Byrne later recalled that he was happy on the bench, but that the entreaties from party leaders kept coming. On April 24, 1973, he went to Cahill’s office, tendered his resignation from the court, then startled the governor’s aides by announcing his own candidacy from Cahill’s outer office.

Byrne won in a three-way primary. Cahill was so weakened politically by corruption among his aides that he lost the Republican primary to Rep. Charles W. Sandman Jr., a South Jersey conservative. Sandman would soon become known as a strident supporter of President Richard M. Nixon during the Watergate hearings.

New Jersey Republicans did not unite behind Sandman, who was not liked either by Cahill or by Sen. Clifford P. Case, a highly respected moderate. Byrne was elected governor by more than 720,000 votes, one of the biggest landslides in the state’s history. His first term began auspiciously, with legislation to help finance future gubernatorial elections, create a public advocate’s office and simplify voter registration — all measures that he had pushed. During the energy crisis of early 1974, he moved decisively to put into place a widely respected fuel-allocation program.
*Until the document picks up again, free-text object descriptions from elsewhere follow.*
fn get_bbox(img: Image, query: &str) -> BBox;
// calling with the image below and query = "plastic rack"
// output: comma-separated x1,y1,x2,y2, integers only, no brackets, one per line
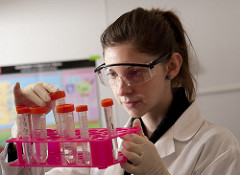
6,127,140,169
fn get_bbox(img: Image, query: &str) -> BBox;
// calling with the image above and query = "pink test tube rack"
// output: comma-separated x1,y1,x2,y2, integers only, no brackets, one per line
6,127,140,169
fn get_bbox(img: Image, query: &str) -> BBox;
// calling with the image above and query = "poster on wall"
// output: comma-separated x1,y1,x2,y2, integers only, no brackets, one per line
0,59,100,149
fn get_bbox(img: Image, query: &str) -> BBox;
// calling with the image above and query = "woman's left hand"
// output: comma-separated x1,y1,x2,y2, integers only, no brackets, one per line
120,119,170,175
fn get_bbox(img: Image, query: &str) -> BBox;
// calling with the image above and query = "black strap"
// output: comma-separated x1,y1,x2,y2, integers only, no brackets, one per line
124,87,190,175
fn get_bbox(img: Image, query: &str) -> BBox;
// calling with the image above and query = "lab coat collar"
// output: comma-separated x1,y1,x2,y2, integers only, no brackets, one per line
155,102,205,158
172,101,205,141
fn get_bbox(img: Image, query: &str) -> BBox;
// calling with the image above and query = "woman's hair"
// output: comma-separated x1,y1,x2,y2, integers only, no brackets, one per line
101,7,196,102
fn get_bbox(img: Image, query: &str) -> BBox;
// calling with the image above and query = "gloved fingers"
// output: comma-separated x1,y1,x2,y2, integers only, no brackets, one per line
132,119,145,136
31,83,52,102
121,133,148,144
122,140,143,156
121,118,148,144
46,101,53,113
120,161,132,174
121,147,142,166
23,88,46,107
13,82,23,106
13,82,21,98
120,161,142,175
39,81,59,93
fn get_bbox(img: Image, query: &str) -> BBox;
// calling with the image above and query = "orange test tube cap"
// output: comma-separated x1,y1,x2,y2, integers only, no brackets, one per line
56,104,74,113
101,98,113,107
76,105,88,112
49,91,66,100
29,106,47,114
16,107,30,114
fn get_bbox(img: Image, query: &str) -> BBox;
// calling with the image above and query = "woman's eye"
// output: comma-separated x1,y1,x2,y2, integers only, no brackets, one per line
106,71,117,78
129,69,144,76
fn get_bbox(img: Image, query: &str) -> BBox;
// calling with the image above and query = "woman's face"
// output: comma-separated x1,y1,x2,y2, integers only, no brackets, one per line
104,44,172,118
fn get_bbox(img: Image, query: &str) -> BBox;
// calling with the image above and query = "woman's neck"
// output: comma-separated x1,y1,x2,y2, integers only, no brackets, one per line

But in June 1974, he called on the Legislature to pass a $1 billion tax package that included a state income tax. He argued that the levies were necessary; the state Supreme Court, finding wide disparities between rich school districts and poor ones, had ruled that New Jersey could no longer rely on local property taxes to finance education.

Necessary or not, the $1 billion package was political poison. As a candidate, Byrne had not exactly promised that there would be no income tax, but he had not discouraged the impression that he had.
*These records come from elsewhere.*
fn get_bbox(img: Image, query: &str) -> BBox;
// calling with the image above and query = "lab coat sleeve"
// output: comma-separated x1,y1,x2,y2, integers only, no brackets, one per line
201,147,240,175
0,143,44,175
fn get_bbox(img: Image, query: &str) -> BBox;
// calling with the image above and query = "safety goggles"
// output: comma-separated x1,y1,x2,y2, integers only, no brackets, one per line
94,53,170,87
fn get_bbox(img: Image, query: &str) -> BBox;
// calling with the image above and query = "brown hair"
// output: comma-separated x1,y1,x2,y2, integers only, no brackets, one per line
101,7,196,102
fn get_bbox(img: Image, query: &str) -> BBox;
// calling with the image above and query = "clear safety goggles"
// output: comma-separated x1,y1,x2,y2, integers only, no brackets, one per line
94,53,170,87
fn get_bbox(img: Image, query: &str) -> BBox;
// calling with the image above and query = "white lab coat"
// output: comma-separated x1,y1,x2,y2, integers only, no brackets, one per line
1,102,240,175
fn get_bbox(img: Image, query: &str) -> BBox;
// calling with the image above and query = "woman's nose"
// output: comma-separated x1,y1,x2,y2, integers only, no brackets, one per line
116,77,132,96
Byrne’s first attempt to win passage of his tax program passed by one vote in the Assembly but was buried in the Senate. He persisted nonetheless. The debate over taxes, particularly the income tax, came to dominate his first term, and while he finally won enactment of a compromise program (with an income tax), he had spent enormous political capital and lost some political friends in the process, assuring himself of an uphill struggle for a second term.

During that second term, ground was broken at the Meadowlands Sports Complex for an indoor arena, and the New Jersey Sports and Exposition Authority decided to name it after Byrne — a decision that drew strong criticism.
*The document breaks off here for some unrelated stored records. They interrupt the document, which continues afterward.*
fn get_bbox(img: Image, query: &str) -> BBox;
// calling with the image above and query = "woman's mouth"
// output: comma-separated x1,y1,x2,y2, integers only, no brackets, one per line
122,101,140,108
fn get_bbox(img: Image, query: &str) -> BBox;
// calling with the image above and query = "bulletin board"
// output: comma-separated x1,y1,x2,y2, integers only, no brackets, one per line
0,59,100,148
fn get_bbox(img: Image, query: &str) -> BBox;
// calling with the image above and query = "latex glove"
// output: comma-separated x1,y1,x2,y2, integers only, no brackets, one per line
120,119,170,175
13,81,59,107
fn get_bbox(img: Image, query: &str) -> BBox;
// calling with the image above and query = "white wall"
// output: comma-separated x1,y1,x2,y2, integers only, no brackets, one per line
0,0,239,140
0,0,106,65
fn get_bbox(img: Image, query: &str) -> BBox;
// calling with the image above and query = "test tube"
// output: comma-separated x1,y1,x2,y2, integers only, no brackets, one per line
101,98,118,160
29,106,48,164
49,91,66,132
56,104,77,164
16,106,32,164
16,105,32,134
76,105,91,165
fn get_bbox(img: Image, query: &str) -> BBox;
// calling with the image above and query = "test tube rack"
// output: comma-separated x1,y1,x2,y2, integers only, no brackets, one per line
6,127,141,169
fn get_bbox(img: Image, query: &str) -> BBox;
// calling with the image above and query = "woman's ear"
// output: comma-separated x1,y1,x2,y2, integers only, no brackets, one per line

The arena became the home of the New Jersey Nets basketball team and, until 2007, when they moved to Newark, of the New Jersey Devils hockey team. The Nets moved to Brooklyn in 2012. The name of the arena was later changed, first to Continental Airlines Arena and then the Izod Center.

After retiring from politics in 1982, Byrne was a senior partner in a law firm in Roseland, New Jersey. He also became a part owner of the Devils, and because of that he may have lost a chance to succeed Bowie Kuhn as baseball commissioner in the early 1980s.

That was because the primary owner of the Devils was John J. McMullen, who also owned the Houston Astros and had become known as a foe of Kuhn.

Brendan Thomas Byrne was born on April 1, 1924, and grew up in West Orange, New Jersey. His father, Francis, was the city’s public safety commissioner and later president of the Essex County tax board. His mother was the former Genevieve Brennan.

Byrne briefly attended Seton Hall University before enlisting in the Army Air Forces during World War II. He served as a navigator on European bombing missions and won a Distinguished Flying Cross and three Air Medals. He graduated from Princeton in 1949 and from Harvard Law School in 1951.

Byrne’s first marriage, to the former Jean Featherly, ended in divorce.

He is survived by his wife, the former Ruthi Zinn; three sons, Brendan Jr., Timothy and William; three daughters, Nancy Byrne, Mary Anne Byrne and Barbara Stefan; and nine grandchildren. Another daughter, Susan Byrne, died in 2006. In his later years, Byrne remained active while retaining his sense of humor, even in acknowledging the weight of aging.

“Remember that stuff they put in our food during World War II, to prevent us from getting excited about girls?” he said at the dedication of a military monument when he was 84. “It’s beginning to work.”